Thanks for your help.


----------



## Hutchie91 (Sep 16, 2011)

no problem , i think people use cement to harden it, but also give the look of a natural background, i would go with what that video shows, you can see how good it looks


----------



## Lu Lizard (Jul 24, 2011)

Thanks for your input Kris.
I've seen some of ch4dg's pics on here before and was awe struck. They are very cool - he certainly has a talent. 

Think I'll perevere and have another try before the end of the hols. Not sure my Ts will appreciate a transformers theme though!


----------



## PeterUK (Jun 21, 2008)

Have you thought of using a cardboard box the same size as the exo and then once the foam has expanded and hardend, attacking it with a craft knife and some sand paper to get the shapes that you want ? Once the foam is finished, you can then put it into theexo.

PS. Screwfix sell really cheap expanding foam (£5-£6 ?) Which would be ideal to practice eith.


----------



## Lu Lizard (Jul 24, 2011)

The expanding foam was only £3.99 for a 825ml Polycell from a local 'cheapy' shop so wasn't the end of the world. 
I should have sprayed it in a box, as you mentioned, and then cut it to size, but instead I butchered a box to fit the exo first, which was then not very sturdy and consequently the foam pushed out the sides so they weren't at right angles - this was why it ended in the bin. Once the right angles were lost it was useless as my T would be able to get round the back if it wasn't a flush fit.

You live and learn.


----------



## spidersnake (Dec 1, 2009)

Google 'lizard-landscapes'. The guy on there uses polystyrine (sp) blocks & sheets especially for reptiles & inverts.
He explains step by step what he's doing as he's doing it & they look brilliant. I've got to have a go at the haunted house, the aztec pyramid & the tree stump.
Does anyone know where I would get cheap poly blocks & sheets?


----------



## dinostore (Feb 23, 2011)

PeterUK said:


> PS. Screwfix sell really cheap expanding foam (£5-£6 ?) Which would be ideal to practice eith.

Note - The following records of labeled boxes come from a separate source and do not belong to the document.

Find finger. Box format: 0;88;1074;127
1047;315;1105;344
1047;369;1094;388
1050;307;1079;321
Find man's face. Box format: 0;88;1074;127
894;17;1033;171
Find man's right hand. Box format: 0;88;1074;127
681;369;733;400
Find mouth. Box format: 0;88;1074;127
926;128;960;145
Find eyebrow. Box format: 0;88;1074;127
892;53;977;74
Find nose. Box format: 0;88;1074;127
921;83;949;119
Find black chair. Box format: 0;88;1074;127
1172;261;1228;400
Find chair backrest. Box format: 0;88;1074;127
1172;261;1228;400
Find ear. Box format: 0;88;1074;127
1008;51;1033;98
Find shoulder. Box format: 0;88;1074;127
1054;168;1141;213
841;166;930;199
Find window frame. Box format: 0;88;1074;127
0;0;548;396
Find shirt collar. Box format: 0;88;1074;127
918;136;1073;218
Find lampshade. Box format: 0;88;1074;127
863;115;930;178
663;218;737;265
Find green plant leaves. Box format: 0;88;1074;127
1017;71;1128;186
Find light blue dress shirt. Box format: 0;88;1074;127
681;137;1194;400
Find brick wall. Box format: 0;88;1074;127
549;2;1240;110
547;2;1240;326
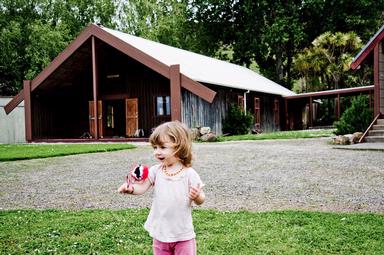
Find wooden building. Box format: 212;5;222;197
351;25;384;116
5;24;295;142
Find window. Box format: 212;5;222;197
156;96;171;116
237;96;244;111
273;99;280;126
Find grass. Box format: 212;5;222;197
0;209;384;255
219;129;334;142
0;143;135;161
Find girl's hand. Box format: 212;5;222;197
188;184;205;205
118;176;133;194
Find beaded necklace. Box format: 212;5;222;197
163;165;184;177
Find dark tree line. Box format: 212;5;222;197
0;0;384;95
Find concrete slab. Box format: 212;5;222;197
333;143;384;152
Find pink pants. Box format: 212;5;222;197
153;238;196;255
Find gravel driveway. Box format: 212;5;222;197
0;138;384;213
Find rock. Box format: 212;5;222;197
200;127;211;135
191;128;201;140
200;132;217;142
332;135;350;145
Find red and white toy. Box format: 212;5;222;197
130;164;149;181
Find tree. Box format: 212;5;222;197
0;0;117;95
187;0;384;88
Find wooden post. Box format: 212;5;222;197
23;80;33;143
92;36;99;139
309;97;313;127
169;65;181;121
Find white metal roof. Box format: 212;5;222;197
101;27;295;96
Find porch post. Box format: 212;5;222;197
373;44;381;116
284;98;289;130
309;96;313;127
336;94;340;120
23;80;33;142
92;36;99;139
169;65;181;121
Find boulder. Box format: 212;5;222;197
191;128;201;140
200;127;211;135
351;132;363;143
332;135;350;145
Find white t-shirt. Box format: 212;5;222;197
144;164;203;243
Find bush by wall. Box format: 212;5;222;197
223;105;253;135
333;95;373;135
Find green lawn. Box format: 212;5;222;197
219;129;334;142
0;209;384;255
0;143;135;161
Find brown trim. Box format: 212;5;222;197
359;113;381;143
31;26;93;91
181;74;216;103
5;24;216;114
350;28;384;70
169;65;181;121
284;85;374;100
33;137;149;143
373;44;384;116
4;90;24;115
309;97;313;127
89;24;169;78
23;80;33;142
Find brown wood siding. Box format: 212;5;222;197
181;84;237;135
378;41;384;113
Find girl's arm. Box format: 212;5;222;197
118;178;151;195
189;185;205;205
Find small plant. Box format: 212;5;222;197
222;104;253;135
333;95;373;135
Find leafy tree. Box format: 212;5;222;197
191;0;384;88
294;32;362;91
0;0;116;95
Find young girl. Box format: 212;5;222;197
119;121;205;255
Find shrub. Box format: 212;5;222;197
333;95;373;135
222;105;253;135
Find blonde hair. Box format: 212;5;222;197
149;121;192;167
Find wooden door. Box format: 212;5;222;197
125;98;139;137
88;100;104;138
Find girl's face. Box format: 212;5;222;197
153;142;178;166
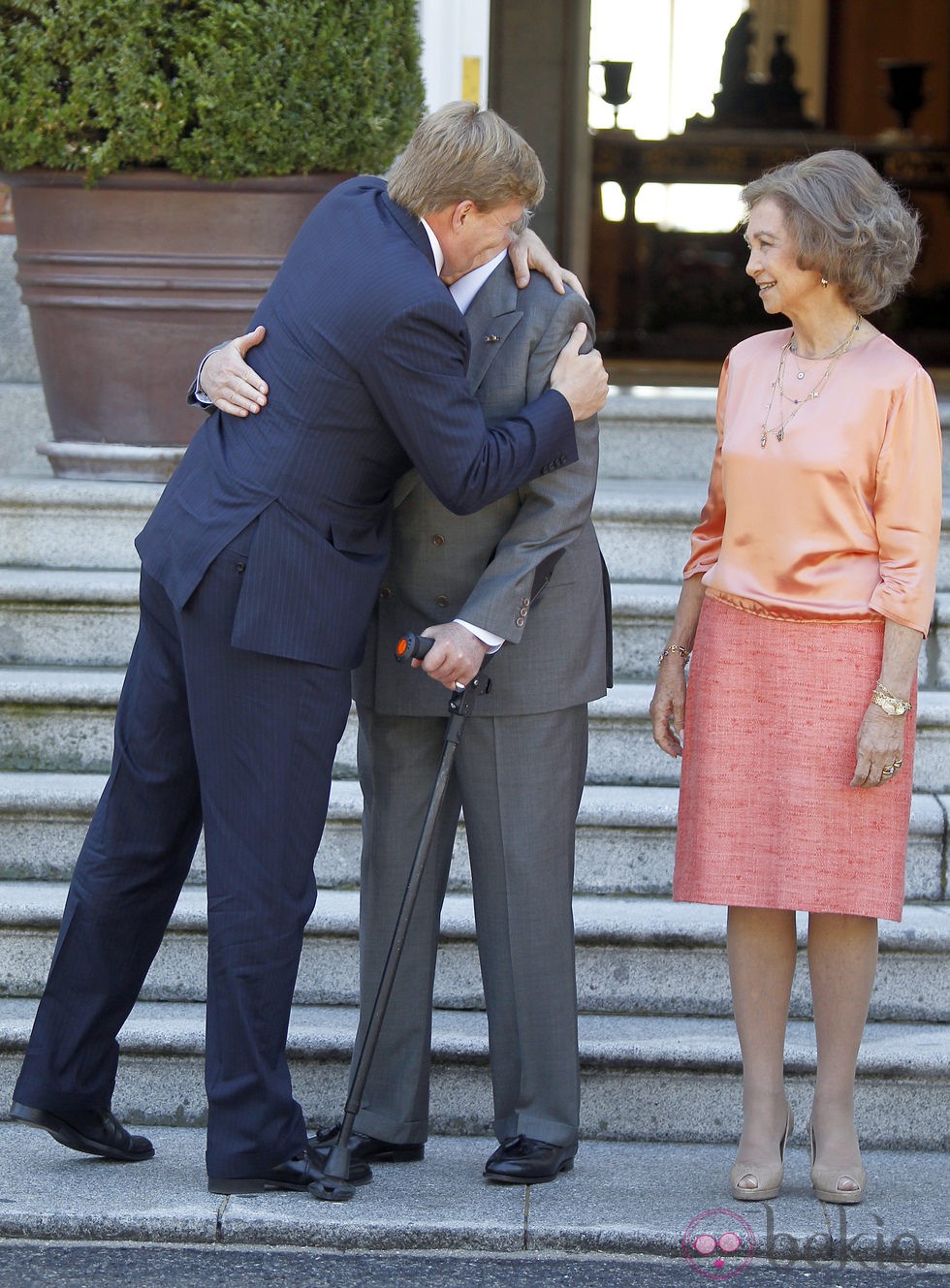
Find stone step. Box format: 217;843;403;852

screw-fix was 3.99 for the larger cans of no nonsense expanding foam last week, or £3 if you bought 4 or more.
but for a 30 cubed gorilla glue would be better as it only expands a tiny bit


agreed ch4dg is nuts when it comes to designing poly backgrounds...
this is a nice easy one, where he just covers it in grout and looks amazing (espec the scorp one)
http://www.reptileforums.co.uk/forums/habitat/791601-improved-exo-backgrounds-includes-exo.html


----------



## ch4dg (Jul 24, 2008)

kris74 said:


> ch4dg, he has some quality tutorials
> He's pretty artistic from what I can see and I suspect he's in to painting citadel miniatures and the like.


thanks,
artistic???.....i failed art&design in school, and in college:/

and i dont paint citadel mini's :lol2: nor warhammer, wish i could afford them



dinostore said:


> agreed ch4dg is nuts when it comes to designing poly backgrounds...


thanks.

but as already said- poly...or carve at the expanding foam. 
also gorilla glue is a lot easier to use


----------